I wanted to be angry at Dana, but I couldn't. The fact the Baton Rouge serial killer had targeted a teenage prostitute, a girl who bore no similarity to his other victims, indicated either a dramatic change in the nature of his obsession or the possibility he was sending a message.
"Did you hear me?" he said.
"Yeah, I did. I wish I hadn't gotten near that girl," I replied.
That evening I stood outside my bedroom window, staring at the indentations sculpted into my flower bed. Were these from the workboots of the Baton Rouge serial killer?

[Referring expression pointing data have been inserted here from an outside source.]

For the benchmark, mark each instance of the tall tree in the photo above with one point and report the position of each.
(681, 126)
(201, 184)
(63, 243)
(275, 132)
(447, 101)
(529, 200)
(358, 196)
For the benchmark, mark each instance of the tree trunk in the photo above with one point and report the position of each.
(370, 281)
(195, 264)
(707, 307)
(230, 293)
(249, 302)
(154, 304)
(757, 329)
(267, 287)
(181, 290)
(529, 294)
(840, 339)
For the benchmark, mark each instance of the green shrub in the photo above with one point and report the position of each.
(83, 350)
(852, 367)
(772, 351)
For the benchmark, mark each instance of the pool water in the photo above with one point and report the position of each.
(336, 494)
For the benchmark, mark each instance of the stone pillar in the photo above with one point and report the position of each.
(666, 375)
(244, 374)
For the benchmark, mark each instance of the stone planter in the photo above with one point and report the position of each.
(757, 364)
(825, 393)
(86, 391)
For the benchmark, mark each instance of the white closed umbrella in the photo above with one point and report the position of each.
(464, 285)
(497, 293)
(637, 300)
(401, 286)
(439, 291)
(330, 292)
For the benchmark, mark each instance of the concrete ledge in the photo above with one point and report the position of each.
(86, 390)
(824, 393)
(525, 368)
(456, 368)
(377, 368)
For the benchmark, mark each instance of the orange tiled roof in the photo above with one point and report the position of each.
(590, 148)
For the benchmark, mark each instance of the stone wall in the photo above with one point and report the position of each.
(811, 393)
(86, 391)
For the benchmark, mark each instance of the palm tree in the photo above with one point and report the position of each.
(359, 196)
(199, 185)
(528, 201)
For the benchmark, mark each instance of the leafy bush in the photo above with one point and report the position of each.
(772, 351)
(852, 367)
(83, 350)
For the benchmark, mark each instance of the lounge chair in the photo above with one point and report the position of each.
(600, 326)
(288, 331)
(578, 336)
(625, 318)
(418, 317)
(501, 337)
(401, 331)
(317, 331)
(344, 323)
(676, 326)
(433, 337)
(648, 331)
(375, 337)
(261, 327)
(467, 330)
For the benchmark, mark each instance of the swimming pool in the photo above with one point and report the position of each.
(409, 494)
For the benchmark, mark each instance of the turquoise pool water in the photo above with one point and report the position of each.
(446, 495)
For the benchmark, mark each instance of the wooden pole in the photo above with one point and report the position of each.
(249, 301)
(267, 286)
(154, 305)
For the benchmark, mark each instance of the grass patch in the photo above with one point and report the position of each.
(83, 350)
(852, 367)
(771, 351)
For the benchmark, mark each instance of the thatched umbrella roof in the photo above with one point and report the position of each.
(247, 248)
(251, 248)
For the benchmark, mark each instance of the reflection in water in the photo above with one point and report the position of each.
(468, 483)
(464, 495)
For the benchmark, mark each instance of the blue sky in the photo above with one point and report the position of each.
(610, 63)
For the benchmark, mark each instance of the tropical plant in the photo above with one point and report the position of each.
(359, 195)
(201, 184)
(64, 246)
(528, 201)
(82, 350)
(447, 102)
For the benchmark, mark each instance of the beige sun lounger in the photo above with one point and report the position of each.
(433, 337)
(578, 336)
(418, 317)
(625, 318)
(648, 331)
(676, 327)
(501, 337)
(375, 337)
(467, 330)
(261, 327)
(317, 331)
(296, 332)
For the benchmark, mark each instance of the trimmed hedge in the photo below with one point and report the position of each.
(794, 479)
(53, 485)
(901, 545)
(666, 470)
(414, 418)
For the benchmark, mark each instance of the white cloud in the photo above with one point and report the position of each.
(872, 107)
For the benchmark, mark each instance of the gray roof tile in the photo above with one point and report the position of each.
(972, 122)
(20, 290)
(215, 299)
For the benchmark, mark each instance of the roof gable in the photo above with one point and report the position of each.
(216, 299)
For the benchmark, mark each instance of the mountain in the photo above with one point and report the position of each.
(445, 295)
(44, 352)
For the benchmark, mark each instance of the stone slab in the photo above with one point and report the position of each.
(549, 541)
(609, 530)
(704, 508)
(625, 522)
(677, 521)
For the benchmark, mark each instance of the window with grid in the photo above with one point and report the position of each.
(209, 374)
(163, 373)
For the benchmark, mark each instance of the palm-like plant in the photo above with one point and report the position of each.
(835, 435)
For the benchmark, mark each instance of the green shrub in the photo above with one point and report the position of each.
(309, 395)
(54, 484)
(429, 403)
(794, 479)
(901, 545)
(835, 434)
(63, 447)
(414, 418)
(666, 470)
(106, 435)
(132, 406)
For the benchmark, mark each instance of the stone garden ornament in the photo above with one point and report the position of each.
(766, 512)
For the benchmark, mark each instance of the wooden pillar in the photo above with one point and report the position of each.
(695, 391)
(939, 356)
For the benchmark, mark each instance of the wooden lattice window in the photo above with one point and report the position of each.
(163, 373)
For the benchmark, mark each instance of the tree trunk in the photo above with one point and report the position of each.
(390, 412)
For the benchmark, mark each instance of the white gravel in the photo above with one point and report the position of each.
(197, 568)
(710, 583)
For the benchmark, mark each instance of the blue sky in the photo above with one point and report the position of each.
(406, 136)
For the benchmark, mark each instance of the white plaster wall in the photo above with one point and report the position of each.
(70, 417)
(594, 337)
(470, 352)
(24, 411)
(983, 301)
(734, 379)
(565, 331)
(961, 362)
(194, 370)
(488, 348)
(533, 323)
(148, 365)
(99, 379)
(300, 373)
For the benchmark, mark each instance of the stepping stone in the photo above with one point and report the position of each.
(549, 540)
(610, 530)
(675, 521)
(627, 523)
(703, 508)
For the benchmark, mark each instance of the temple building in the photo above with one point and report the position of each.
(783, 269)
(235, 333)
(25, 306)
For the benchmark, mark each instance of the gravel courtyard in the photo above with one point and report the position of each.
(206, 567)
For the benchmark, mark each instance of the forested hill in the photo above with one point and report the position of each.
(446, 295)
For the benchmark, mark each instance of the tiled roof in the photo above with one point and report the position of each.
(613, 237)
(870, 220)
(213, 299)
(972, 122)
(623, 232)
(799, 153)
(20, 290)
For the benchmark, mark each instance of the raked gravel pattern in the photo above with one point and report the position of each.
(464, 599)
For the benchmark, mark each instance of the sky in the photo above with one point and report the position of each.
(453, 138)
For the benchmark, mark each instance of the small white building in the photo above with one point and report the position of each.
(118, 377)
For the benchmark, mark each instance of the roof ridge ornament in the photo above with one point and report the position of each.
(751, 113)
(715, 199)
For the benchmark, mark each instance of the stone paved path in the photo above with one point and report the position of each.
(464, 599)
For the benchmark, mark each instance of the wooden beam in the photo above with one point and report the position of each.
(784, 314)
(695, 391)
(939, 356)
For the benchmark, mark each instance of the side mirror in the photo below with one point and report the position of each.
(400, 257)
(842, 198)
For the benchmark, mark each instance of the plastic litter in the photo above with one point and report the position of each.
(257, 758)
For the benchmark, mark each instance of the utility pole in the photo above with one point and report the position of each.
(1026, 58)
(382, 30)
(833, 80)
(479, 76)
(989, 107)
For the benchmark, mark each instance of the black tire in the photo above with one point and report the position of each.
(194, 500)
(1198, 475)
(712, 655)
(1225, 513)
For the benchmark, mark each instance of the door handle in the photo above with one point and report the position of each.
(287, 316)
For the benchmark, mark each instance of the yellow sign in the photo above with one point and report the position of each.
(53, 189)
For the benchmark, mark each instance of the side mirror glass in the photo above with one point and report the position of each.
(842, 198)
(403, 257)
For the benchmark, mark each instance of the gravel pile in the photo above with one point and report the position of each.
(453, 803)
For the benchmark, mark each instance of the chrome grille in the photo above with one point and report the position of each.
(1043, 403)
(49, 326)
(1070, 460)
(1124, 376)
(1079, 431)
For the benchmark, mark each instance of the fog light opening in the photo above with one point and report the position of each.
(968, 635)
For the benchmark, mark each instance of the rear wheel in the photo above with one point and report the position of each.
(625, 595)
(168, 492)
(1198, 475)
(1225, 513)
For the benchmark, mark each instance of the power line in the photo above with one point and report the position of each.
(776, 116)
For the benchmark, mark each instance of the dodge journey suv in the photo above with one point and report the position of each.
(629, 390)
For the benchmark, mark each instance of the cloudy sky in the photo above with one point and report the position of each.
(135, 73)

I called Mack Bertrand, our forensic chemist, at his home. "Can you make some casts in my flower bed?" I said.
"We're a little backed up, but, yeah, what d'you got, Dave?" he said.
"Maybe just a Peeping Tom."
"Can you be a little more forthcoming?"
"I interviewed the latest serial killer's victim shortly before she was killed. Maybe the guy knows me."
Mack was quiet a moment, and I realized how grandiose if not paranoid my statement must have sounded. But Mack was always a gentleman. "We'll get it done first thing in the morning, podna," he said.
That night I placed flowers on Bootsie's tomb in St. Martinville. The bayou was black, wrinkled with wind, bladed by moonlight. I sat for a long time on the steel bench in the darkness, saying nothing to Bootsie, not even thinking thoughts she might hear. Then I walked to the old church in the square, pressed a folded five-dollar bill into the poor box, and returned with a votive candle burning inside a small blue vessel. I heard a flapping of wings overhead., but could see no birds in flight. Then I told Bootsie about Molly and me.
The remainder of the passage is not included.